EL DICCIONARIO BIOGRÁFICO DEL FRACASO LITERARIO (8)
Felix Dodge
C.D. Rose (Traducción de José Luis Justes Amador)
Se suele decir que una de las debilidades de muchas primeras novelas es que sus más que preocupados autores intentar encajar demasiado en sus páginas, temiendo que ya no vayan a escribir otro libro.
Sin embargo, ésa no es la razón por la que la primera novela de Felix Dodge, The Hourglass, nunca llegó a los estantes de las librerías ni de las bibliotecas. La gran preocupación de Dodge, al contrario, era que no fuera capaz de meter lo suficiente en sus hojas.
Felix Dodge fue uno de esos hombres lo suficientemente afortunado como para haber nacido a finales del siglo diecinueve en una familia londinense de clase media alta. De joven apenas mostró interés por los libros pero a los dieciocho ya había amasado enormes colecciones de sellos, mariposas, fósiles, máquinas de escribir, postales de balnearios europeos, erótica veneciana del siglo dieciocho, escarapelas de concursos porcinos, cabezas de hacha paleolíticas y agujas de la era pre moderna. Su amplio rango de intereses y una curiosidad desatada le llevaron a estudiar literatura clásica en Cambridge (la única sugerencia que sus desconcertados maestros acertaron a darle) donde, en su segundo año, se topó con esas obras maestra gemelas del modernismo, La Tierra Baldía y una copia contrabandeada, envuelta en papel de estraza, del Ulises.
Su efecto fue como un rayo para el joven impresionable que era Dodge. Semejantes intentos de abarcar casi todo lo que se podía saber (aunque probablemente sus autores hubieran abjurado de esta inferencia) le llevó a investigar la idea de la Gesamtkunstwerk, un concepto que le atraía y, en consecuencia, a intentar crear su propia obra literaria, una que incluiría todo lo que la humanidad hubiese conocido nunca.

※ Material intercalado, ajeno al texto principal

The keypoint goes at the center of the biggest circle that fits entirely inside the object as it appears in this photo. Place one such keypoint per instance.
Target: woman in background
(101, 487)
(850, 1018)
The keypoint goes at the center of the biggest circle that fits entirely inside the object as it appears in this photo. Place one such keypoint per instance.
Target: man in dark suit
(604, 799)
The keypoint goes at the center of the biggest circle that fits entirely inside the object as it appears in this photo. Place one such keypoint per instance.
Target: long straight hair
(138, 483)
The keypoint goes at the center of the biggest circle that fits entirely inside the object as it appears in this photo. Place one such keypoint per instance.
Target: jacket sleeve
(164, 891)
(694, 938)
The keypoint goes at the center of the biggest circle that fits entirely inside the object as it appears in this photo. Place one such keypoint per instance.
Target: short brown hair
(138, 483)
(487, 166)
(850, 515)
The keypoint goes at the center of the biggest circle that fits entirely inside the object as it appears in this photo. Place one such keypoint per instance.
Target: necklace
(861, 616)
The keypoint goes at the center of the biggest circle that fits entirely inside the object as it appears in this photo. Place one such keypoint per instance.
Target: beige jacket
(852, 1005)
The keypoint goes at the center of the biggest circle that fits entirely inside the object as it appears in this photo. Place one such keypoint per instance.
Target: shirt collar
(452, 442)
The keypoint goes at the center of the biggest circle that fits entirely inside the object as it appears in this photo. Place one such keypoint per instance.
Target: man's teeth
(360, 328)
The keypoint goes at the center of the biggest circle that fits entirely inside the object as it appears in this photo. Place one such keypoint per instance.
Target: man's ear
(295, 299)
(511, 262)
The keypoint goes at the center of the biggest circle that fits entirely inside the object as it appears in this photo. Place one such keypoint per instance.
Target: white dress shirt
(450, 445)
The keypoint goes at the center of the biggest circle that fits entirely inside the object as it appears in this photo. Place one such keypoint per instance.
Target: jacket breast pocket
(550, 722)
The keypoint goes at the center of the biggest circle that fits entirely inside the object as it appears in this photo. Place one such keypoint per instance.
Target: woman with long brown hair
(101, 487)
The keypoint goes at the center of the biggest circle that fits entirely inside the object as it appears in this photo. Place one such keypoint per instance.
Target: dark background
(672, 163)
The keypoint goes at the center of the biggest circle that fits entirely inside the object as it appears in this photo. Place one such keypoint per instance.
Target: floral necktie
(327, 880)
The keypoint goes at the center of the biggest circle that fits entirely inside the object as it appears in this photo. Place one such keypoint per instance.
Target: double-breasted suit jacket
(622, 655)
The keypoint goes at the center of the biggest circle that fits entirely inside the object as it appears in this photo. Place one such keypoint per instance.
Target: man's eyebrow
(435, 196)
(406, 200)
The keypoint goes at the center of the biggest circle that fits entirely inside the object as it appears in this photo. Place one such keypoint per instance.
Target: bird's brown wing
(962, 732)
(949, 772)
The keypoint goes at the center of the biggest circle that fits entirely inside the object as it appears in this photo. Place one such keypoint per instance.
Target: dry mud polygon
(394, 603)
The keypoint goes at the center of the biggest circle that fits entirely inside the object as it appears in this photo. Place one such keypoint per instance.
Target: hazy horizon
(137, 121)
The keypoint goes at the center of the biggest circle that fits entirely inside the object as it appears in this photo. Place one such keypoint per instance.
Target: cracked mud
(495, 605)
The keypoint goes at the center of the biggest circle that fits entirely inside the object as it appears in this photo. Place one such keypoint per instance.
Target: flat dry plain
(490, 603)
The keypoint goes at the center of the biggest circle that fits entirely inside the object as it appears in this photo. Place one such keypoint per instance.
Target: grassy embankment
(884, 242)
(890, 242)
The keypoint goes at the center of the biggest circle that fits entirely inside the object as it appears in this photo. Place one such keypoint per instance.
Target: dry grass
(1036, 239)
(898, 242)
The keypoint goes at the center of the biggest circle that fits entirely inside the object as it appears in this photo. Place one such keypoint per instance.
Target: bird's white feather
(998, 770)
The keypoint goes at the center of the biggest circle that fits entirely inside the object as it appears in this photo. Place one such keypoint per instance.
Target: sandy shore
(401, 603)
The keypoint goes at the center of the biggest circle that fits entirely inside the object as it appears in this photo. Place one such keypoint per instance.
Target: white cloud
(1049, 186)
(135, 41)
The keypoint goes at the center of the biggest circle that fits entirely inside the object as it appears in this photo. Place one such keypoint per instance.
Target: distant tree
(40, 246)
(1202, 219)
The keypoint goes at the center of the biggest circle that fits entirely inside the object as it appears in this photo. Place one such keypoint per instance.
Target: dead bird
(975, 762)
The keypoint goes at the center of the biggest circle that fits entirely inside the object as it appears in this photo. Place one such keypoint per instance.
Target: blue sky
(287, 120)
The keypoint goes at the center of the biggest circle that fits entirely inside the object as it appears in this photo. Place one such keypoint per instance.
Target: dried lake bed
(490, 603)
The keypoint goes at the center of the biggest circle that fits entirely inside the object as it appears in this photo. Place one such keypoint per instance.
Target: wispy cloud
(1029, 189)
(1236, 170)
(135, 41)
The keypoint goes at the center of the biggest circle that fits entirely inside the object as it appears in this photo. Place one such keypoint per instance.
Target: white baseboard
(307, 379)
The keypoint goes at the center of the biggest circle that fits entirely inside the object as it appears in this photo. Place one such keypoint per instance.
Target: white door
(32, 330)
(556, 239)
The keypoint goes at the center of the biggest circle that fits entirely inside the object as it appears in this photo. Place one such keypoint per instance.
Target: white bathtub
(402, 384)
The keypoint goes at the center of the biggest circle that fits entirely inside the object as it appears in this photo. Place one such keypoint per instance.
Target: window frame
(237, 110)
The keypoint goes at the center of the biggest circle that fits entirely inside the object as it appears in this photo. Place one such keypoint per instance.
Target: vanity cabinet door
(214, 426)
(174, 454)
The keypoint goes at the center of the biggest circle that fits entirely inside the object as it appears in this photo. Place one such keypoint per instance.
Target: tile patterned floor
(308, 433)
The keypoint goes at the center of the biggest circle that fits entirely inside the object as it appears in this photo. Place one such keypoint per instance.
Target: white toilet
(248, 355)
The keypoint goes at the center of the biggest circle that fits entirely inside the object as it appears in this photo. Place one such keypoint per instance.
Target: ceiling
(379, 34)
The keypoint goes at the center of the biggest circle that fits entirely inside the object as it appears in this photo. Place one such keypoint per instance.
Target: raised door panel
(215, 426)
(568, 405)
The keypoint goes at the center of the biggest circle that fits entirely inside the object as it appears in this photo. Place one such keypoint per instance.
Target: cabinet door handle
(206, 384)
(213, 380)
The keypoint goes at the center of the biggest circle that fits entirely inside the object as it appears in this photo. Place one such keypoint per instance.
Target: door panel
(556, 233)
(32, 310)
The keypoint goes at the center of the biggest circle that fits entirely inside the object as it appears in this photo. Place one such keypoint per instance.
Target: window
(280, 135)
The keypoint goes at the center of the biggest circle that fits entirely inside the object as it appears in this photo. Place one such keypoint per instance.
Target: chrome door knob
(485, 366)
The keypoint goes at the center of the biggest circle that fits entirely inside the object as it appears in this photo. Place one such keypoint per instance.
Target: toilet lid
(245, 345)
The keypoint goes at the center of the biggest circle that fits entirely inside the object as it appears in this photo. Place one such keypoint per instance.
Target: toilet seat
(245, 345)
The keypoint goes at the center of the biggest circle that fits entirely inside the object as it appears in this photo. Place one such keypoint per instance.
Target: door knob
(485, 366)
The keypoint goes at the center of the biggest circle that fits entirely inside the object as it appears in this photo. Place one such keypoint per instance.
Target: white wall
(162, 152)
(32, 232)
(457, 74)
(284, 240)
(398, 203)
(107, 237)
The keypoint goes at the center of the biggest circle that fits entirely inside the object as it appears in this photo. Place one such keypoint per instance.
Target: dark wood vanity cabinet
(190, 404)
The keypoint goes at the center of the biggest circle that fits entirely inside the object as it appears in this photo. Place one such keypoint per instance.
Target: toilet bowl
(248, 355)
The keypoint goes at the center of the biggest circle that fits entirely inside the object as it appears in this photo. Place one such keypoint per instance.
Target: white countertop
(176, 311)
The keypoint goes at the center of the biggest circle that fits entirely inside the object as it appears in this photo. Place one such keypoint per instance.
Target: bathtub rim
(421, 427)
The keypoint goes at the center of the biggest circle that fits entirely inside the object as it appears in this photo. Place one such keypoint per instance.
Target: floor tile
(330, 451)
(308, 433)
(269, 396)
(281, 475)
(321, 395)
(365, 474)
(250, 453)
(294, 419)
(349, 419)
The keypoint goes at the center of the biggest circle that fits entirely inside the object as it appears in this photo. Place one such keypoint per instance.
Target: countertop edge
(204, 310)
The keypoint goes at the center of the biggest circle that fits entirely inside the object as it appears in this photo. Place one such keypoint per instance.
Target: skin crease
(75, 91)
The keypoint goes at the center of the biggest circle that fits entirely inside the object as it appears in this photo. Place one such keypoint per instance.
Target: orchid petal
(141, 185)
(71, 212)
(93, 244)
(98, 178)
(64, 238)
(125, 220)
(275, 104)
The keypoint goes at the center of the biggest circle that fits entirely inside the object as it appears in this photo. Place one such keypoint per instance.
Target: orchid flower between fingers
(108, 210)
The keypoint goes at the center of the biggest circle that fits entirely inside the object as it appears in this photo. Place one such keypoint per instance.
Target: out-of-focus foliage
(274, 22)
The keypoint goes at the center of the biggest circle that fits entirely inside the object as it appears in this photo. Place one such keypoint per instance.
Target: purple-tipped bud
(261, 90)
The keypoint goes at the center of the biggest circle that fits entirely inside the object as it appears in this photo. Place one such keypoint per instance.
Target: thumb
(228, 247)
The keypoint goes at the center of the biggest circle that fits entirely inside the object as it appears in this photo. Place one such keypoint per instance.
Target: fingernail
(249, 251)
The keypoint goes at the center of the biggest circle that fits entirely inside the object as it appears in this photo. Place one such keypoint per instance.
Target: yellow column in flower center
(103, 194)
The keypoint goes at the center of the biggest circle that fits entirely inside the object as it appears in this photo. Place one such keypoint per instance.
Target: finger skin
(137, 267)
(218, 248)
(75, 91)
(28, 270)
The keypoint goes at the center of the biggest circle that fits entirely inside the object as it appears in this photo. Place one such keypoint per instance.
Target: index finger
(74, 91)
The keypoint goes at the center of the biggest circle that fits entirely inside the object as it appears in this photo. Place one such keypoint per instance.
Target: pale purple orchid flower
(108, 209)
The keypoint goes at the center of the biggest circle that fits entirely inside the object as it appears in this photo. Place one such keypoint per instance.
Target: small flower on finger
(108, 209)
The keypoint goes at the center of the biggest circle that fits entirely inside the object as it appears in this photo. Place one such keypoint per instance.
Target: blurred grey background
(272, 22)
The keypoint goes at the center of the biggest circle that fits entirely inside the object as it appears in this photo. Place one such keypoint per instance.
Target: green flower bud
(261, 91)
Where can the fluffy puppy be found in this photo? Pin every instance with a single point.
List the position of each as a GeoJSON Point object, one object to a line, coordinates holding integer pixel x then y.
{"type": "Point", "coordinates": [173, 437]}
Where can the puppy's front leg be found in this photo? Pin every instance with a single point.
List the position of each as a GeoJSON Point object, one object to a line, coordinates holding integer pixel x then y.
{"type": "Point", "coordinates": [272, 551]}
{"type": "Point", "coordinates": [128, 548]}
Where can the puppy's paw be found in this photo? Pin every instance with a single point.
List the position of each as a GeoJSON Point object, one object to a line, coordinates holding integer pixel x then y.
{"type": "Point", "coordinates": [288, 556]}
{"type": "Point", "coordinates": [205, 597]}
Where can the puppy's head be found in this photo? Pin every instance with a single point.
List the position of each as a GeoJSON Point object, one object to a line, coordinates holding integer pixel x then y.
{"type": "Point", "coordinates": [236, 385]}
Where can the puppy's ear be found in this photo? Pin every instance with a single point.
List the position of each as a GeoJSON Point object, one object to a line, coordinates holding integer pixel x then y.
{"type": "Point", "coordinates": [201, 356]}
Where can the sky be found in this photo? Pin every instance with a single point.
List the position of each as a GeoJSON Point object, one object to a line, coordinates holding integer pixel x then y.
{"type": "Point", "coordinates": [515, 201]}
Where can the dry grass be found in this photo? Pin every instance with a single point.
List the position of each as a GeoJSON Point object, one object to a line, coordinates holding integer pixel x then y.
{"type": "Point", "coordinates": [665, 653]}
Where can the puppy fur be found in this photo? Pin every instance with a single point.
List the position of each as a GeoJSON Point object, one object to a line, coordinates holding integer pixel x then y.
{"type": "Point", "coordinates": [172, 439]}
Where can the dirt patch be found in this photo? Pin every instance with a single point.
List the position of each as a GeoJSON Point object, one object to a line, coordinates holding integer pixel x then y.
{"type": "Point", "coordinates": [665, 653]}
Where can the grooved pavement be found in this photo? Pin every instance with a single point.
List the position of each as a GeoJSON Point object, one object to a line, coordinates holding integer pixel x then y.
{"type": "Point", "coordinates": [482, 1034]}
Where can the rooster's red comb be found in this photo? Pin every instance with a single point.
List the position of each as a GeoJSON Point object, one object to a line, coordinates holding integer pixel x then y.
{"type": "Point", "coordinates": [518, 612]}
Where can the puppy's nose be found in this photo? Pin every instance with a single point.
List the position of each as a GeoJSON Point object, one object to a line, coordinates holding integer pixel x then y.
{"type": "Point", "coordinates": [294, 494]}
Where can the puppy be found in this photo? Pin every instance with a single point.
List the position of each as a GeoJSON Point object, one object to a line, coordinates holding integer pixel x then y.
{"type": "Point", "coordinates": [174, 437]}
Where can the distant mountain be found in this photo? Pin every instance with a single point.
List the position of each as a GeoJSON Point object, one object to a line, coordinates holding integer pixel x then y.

En los veinte años siguientes, Dodge, ayudado por una pequeña herencia, se apoltronó en las grandes bibliotecas de Europa y Norteamérica, se embarcó en aventuras etnográficas por el cercano, medio y lejano oriente, viajó a Sudamérica en busca del raro hongo florentibus manu, a Siberia para cartografiar ríos apenas conocidos, y al África para recopilar mitos de la creación de tribus de cabreros que no habían visto a ningún hombre blanco.
Su libro, creía, abrazaría y, a la vez, oscurecería al Kalevala, al Mahabarata, a la Biblia y al Corán, a La Divina Comedia y a las obras completas de Shakespeare, a Goethe y a todos los rusos. Haría que Moby Dick pareciera un cuentito, que el Finnegans Wake pareciera un panfleto. Entre muchas otras cosas, Dodge investigó y tomó copiosas notas de los barcos de vapor rusos, los batallones de artillería de la primera guerra mundial, los anarquistas del febrero malva, de la poesía antigua noruega y anglosajona, de las rutas menos frecuentadas del ferrocarril en Inglaterra, de rarísimos desordenes (la bibliofagia y la grafomanía en particular), traducciones oscuras de obras alemanas y rusas, la naturaleza del arca de la alianza, historias de viajeros del siglo diecisiete, el lenguaje callejero en Moscú, los primeros submarinos, las lenguas bothno-urgáricas, las prácticas demonológicas de West Yorkshire, las estatuaria portuguesa de la época de los descubrimientos, y los contenidos de la gran Biblioteca de Alejandría.
Sólo cuando la segunda guerra mundial estaba asolando su marea de barbarie por toda Europa fue cuando Felix Dodge comenzó a prepararse. Temiendo, y con razón, la destrucción de tanto conocimiento, Felix se dio cuenta de que había perdido el hilo de su narración y, urgido por el tenor de los tiempos, supo que había llegado la hora de dejar de investigar y comenzar a escribir.
Cuando descubrió que sólo el plan de su novela sobrepasaba las mil páginas, se le ocurrió la idea de concentrar todo en una única historia. Así, creía, expondría todo lo que quería compartir.
Colocó una hoja en su Remington Streamliner y comenzó a teclear The Hourglass. Tentadora como era, esa indudablemente profunda metáfora que le había golpeado, la imagen única que contendría todo su pensamiento, nunca pudo desarrollarse porque, cuando al fin comenzó a golpear las teclas en el silencio de sus habitaciones de Cambridge, rodeado de los miles de volúmenes de referencia que había almacenado, antes de que la máquina de escribir pudiese ni siquiera comenzar a espigar su rebosante mente, fue golpeado por un repentino y fatal aneurisma.